Ron wants to use the hints but he still struggles, of course. He is not the fledgling wizard that Harry is. Just keep trying to be a good friend, Ron. Harry's gonna need you despite your cauldron and wand deficiencies.

Now for the House of Gaunt. What a haggard, grim and desolate family and dwelling. The only way I'd want to visit that place is through Dumbledore's Pensieve, and it's not a trip I would volunteer for.

Harry wants all the answers now. Don't we all. But Dumbledore the wise knows a little bit every Saturday night is for the best. Plus, the author has a lot of chapters to fill.

And here we are well into the penultimate book and more riddles are starting to reveal more answers.

I couldn't remember why Harry understood parseltongue (usually hereditary), but some of my resident Harry Potter experts reminded me of what was explained to Harry first in The Sorcerer's (or Philosopher's) Stone and later in more detail in The Order of the Phoenix.
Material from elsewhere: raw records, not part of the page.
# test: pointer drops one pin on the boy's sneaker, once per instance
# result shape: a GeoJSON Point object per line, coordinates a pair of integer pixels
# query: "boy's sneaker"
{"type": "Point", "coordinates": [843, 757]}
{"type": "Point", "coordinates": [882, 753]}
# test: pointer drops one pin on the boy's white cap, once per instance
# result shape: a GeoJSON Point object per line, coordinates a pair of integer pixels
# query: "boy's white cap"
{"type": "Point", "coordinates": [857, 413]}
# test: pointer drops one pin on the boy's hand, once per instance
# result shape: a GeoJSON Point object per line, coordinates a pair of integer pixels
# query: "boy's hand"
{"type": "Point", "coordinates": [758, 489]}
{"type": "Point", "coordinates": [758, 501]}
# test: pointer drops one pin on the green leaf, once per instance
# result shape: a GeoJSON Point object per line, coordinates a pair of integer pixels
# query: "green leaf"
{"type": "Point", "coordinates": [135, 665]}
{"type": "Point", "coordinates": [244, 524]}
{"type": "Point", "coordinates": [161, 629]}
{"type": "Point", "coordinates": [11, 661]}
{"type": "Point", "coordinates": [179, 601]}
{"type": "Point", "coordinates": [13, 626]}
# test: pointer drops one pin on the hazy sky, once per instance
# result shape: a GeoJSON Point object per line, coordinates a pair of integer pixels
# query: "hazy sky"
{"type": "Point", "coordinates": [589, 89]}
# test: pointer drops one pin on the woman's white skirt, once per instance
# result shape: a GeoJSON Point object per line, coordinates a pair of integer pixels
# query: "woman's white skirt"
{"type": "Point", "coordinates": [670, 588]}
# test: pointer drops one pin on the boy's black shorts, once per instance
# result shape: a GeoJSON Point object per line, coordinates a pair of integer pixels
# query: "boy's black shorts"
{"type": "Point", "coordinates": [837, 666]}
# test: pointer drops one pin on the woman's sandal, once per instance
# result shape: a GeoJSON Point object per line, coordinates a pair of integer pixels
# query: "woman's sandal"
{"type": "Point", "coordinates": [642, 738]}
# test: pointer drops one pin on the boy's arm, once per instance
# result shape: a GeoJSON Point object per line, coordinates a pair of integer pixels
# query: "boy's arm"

His mother's love to the point of being willing to die for him saved him. And the event caused some of Voldemort's powers (in this case parseltongue) to go into Harry. What else can he do?

Not that Voldemort could not have risen above his dysfunctional family circumstances, but it's no wonder he has such a dark spirit. What a soap opera. Merope becomes his mother because she magics a muggle named Tom Riddle into a marriage that didn't last. I can just see Voldemort, Merope and Marvolo on Dr. Phil trying to untangle their mess.

And then Dumbledore has this black ring that was a Gaunt heirloom that Marvolo was super proud of. He makes a point to say it has the Peverell coat of arms engraved on it. First I've seen that family name. Must be important.

Lastly, how perfectly ordinary is the name Bob Ogden. I thought only the youngsters in this story had muggle-like names. The other names are fun, but Bob Ogden? Hope we meet him again.